Кадан склонил голову в знак согласия. Когда он поднял глаза, первый взгляд, который он поймал, был взглядом Бури. В темных и узких глазах «медведя» больше не было дерзкого вызова. Бури хорошо знал воина с нагрудником, украшенным золотым кречетом и следом от удара копья на доспехах. Весельчака-монгола звали Сэргэлэн, и не так давно он сватался к младшей дочери Бури Болорцэцэг. Бури протянул кубок и отлил часть кумыса в кубок Кадана. «Разделенное горе – уже наполовину счастье, потому что человек находит новых друзей».
«Умен же, дьявол!» – не без восхищения толстяком подумал Кадан.
Снова повеселевший и явно захмелевший Хо-Чан уже ничего не видел вокруг. Он распевал вместе со всеми монгольскую песню и, вытягивая длинные ноты, по-петушиному задирал голову, обнажая худое, дрожащее от напряжения горло.
«У меня хорошие воины, – усмехнулся Бату, наблюдая за Бури и Каданом. – Если нужно, они перегрызут друг другу глотки, как настоящие волки, но если им угрожает лань, они объединятся для охоты на нее. И тогда ей нет спасения…»
Бату подумал о том, что нужно отправить Хо-Чана в Китай.
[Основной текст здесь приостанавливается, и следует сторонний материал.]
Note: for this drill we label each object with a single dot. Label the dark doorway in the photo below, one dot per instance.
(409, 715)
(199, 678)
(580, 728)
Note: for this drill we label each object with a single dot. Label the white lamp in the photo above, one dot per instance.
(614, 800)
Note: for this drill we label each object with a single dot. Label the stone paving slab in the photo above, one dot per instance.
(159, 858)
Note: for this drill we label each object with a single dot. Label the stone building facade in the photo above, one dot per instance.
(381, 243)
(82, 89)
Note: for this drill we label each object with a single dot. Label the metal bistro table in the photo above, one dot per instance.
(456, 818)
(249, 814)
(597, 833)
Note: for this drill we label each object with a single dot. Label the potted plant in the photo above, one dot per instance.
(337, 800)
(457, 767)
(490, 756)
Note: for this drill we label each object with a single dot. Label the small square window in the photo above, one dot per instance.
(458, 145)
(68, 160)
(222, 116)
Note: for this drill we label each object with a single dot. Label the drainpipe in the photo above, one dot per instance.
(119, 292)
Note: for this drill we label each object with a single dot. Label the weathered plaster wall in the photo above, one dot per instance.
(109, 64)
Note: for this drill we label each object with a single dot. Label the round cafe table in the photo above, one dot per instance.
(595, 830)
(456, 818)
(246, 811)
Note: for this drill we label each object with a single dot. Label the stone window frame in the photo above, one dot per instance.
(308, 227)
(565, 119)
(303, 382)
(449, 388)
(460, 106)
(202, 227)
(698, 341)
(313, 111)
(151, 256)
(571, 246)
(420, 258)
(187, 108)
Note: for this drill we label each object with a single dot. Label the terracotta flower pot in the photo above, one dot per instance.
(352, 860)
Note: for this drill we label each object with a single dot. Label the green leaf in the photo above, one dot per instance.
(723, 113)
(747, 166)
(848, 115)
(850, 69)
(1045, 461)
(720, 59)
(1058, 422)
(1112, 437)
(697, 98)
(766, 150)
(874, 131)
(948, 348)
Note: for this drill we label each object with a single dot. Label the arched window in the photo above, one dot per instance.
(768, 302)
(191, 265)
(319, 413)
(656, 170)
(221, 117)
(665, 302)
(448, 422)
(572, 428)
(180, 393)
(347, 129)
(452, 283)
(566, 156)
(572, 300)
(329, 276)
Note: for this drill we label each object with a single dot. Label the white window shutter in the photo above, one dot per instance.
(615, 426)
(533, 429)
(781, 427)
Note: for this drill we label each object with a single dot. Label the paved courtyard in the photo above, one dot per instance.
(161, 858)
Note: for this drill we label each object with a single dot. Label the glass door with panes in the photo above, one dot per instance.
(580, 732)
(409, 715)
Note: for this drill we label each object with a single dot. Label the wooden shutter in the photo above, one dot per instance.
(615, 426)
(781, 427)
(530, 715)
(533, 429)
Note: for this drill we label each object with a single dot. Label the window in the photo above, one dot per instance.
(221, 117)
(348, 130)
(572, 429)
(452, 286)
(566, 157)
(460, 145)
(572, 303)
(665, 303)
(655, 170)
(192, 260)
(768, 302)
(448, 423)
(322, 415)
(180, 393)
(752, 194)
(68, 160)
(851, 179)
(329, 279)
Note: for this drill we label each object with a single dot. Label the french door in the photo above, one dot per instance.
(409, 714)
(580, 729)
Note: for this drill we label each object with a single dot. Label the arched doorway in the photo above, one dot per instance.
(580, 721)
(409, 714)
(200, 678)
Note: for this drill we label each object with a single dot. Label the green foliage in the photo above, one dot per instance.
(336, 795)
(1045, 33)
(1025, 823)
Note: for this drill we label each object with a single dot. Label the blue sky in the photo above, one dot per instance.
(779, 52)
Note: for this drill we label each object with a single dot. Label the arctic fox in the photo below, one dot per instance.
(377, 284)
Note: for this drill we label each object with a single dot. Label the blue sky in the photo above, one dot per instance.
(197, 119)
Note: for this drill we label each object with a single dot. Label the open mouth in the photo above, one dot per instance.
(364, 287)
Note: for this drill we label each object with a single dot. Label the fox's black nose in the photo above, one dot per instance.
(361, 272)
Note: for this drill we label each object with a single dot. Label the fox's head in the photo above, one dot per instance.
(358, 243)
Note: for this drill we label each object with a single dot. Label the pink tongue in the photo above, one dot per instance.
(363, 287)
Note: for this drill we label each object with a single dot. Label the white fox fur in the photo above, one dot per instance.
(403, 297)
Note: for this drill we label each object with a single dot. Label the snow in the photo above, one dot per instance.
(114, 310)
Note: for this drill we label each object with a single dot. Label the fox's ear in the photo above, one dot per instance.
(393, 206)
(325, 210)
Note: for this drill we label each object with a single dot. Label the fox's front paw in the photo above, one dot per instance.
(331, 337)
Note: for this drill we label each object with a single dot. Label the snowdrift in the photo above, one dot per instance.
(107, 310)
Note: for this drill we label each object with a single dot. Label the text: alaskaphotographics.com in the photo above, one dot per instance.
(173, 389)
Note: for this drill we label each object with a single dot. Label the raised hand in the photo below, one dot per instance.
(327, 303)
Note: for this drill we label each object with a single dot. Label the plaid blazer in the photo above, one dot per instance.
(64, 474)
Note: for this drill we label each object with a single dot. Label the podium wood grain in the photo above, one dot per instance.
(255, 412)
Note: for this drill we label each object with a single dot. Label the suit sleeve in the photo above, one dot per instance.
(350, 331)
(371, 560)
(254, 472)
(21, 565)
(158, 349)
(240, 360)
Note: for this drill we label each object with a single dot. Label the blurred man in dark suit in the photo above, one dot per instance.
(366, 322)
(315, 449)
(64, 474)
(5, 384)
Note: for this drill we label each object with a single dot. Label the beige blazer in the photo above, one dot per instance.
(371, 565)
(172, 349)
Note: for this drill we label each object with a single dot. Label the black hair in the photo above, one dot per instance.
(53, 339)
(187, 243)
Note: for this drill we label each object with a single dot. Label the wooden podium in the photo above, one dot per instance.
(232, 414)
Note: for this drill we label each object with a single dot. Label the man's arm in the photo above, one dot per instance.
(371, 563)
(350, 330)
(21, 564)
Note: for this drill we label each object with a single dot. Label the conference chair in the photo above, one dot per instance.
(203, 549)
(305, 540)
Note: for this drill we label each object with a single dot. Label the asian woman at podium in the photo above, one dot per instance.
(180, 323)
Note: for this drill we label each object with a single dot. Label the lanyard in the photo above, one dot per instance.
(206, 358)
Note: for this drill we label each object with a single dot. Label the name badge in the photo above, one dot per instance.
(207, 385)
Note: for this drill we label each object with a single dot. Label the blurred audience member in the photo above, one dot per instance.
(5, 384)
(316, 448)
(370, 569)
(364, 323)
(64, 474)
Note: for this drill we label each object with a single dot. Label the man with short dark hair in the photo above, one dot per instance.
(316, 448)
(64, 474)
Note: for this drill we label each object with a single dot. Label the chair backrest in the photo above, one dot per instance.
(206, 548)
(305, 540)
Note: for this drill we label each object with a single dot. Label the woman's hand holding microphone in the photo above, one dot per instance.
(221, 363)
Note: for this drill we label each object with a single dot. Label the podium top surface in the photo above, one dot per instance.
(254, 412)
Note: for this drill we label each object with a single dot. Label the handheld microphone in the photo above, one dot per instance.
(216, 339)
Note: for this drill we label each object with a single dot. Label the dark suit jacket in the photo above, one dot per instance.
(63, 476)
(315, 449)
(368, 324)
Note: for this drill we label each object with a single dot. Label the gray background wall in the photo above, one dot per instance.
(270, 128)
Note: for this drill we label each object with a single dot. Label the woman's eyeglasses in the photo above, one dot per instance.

Он поднес к губам чашку с кумысом и на секунду замер. Словно соткавшись из густого, спертого воздуха и гула голосов где-то под сердцем возникло чувство раздражения. Пытаясь понять, откуда оно, Бату скользнул взглядом по лицам гостей. Хо-Чан снова пел, и его глаза превратились в узкие щели с набухшими, синеватыми веками. Бури и Кадан уже не смотрели друг на друга.
«Молчат, хотя могли бы и поговорить, – подумал Бату. Он усмехнулся: – Значит, договорились уже…»
Его мысль вернулась к китайцу. Бату наконец понял, что раздражение вызывает именно он, а не Бури и Кадан. Ему вдруг захотелось сорвать давящий на плечи тяжелый, дорогой халат и швырнуть его в китайца.
«И тогда пройдет твоя усталость…», – мелькнула в голове Бату странная мысль, обещающая облегчение.
Великий Хан тут же отогнал ее.
«Хо-Чан еще пригодится, а когда мои волки, через год, забудут его жалобу на монгольского воина, я верну мастера…»
Шли медленно… Андрей сильно припадал на левую ногу.
– Опирайся на плечо смелее, трясца тебя возьми, – Гридя обхватил Андрея за талию и крепко взял его поясной ремень. – Что как девка голову в сторону воротишь?
– Думаю…
– А ты лютее думай, ходчей ползти будешь.